The new format, as it stands, cannot quite handle that, and it had to be fudged a bit. However, the format could be fairly easily and cleanly extended to accommodate that scenario, perhaps by using a different separator in the IDs, e.g. for 22 across, using a pipe character to indicate the answer which spans clues 22 and 27 is a single word of length 10 (4+6):
- (12,11) 22.|27. Acrobatics in toilets with Eliot's initials <i>[NB: one word, length 10]</i> (4) ... - (1,15) 27. See 22 across (6)
Using the format
The format is easy to read, debug, and edit manually. This is probably its main benefit when compared with the other formats out there.
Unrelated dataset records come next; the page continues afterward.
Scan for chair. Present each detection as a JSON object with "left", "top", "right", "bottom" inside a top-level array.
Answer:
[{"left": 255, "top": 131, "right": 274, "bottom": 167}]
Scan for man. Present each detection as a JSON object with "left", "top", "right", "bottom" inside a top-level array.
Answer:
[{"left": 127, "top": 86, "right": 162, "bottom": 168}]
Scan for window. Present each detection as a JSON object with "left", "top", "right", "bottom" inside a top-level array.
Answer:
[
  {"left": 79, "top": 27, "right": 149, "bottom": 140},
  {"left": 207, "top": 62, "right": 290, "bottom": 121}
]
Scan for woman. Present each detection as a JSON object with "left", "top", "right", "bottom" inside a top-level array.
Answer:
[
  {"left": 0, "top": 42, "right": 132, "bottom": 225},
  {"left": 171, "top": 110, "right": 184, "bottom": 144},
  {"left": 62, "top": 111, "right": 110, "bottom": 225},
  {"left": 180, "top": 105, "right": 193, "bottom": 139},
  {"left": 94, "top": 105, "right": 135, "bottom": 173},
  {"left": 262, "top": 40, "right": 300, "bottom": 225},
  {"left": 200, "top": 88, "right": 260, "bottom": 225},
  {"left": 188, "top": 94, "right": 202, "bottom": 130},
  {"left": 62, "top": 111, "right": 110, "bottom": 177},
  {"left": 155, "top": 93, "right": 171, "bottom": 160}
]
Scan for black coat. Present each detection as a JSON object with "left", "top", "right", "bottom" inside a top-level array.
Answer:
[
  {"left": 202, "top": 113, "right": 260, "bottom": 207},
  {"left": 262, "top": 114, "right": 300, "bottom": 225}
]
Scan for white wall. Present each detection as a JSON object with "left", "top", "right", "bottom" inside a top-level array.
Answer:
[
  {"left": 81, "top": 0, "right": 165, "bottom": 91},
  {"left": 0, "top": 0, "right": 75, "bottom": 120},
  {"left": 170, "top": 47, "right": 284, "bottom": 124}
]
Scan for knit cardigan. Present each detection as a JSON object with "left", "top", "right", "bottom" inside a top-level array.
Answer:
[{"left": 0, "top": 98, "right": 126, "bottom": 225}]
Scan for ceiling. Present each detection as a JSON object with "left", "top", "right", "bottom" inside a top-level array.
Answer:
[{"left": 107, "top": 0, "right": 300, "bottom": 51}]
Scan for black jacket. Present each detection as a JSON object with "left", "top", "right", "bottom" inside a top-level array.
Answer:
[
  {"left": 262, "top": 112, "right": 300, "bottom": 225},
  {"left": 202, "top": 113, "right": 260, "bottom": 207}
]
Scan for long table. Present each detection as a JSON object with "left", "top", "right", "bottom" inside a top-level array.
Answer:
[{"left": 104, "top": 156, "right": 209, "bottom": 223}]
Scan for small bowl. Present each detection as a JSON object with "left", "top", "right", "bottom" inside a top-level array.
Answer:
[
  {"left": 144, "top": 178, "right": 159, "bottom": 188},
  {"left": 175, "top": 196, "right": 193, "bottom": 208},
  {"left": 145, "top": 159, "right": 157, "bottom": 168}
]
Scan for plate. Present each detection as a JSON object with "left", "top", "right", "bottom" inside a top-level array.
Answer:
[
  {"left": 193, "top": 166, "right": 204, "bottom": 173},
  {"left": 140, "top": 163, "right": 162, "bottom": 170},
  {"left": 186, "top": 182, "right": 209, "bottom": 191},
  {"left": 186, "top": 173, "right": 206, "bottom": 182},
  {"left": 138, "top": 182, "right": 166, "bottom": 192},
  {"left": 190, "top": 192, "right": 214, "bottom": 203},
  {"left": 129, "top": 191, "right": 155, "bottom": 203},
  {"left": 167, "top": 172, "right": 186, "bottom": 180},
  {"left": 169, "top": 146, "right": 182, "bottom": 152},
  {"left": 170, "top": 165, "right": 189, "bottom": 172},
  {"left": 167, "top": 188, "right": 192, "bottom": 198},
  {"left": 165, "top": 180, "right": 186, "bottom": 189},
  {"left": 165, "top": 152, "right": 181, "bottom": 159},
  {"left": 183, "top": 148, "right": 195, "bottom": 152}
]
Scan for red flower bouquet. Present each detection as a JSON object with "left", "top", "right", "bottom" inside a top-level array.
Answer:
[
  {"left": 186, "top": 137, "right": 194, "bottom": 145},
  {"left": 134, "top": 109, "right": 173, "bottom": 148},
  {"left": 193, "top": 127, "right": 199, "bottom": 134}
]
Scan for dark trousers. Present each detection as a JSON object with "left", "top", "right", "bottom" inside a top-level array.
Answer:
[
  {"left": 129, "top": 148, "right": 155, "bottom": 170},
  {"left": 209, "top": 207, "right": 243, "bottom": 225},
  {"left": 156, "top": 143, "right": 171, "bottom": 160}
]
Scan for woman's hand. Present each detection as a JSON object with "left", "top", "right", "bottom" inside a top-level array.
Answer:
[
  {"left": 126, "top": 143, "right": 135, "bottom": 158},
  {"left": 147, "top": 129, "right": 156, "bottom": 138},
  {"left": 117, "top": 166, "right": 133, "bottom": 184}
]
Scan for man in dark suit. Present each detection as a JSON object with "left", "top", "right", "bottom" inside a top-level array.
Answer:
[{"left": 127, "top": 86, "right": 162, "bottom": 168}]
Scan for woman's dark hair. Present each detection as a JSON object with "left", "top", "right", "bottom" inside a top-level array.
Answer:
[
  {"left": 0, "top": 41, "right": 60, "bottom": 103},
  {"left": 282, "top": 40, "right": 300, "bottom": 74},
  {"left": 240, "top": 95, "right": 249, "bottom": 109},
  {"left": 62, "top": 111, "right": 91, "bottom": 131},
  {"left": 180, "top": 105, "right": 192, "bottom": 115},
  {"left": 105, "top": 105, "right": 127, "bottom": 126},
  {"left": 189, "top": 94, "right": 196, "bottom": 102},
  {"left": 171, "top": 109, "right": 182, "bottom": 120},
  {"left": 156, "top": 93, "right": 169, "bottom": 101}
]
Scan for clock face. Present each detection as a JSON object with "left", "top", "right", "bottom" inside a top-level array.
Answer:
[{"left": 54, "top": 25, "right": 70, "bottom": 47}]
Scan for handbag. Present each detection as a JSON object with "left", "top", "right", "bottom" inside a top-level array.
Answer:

It is easy to parse and validate, at a basic level, to check that all the mandatory details and structure are present and correct.
A little more effort (by unpacking the clues into a grid) is needed to ensure that
- the answers fit within the stated size of the grid,
- the clues are numbered appropriately,
- and the answer letters agree at every intersection .
We have several different incoming data formats for crosswords published by the FT, including some (undocumented) XML exported from a commercial crossword compiling tool, CCW, and a bespoke (but consistently-formatted) Word document. It has proved relatively simple to transform them into the new YAML format, and import that into our new crossword implementation.
Implementation / Infrastructure
A couple of bugs/oversights have become apparent in our definition and implementation of this format, but let’s pretend they are not a big issue for now.
We have an in-browser parser / validator / translator / editor / viewer which makes it easy to import and edit crosswords from a variety of sources. The code is … horrible; a classic example of a hack which stayed around too long. The main fiddliness is in handling the multi-clue answers.
The same parser is baked into an Origami web component which is used to power the current online test. The crossword data can be supplied as a url to a file, or directly as an attribute value.
We use Jekyll to create the mini site for the crossword experiment, labs.ft.com/crosswords.
Next steps / Extensions
The next, obvious step is to fix the YAML-related format issues uncovered during the writing of this blog post.
The parser needs a rewrite, and some unit tests would be nice.
The format can be extended in a variety of straightforward ways but, since complexity was one of the negative aspects of the other formats, that is to be resisted.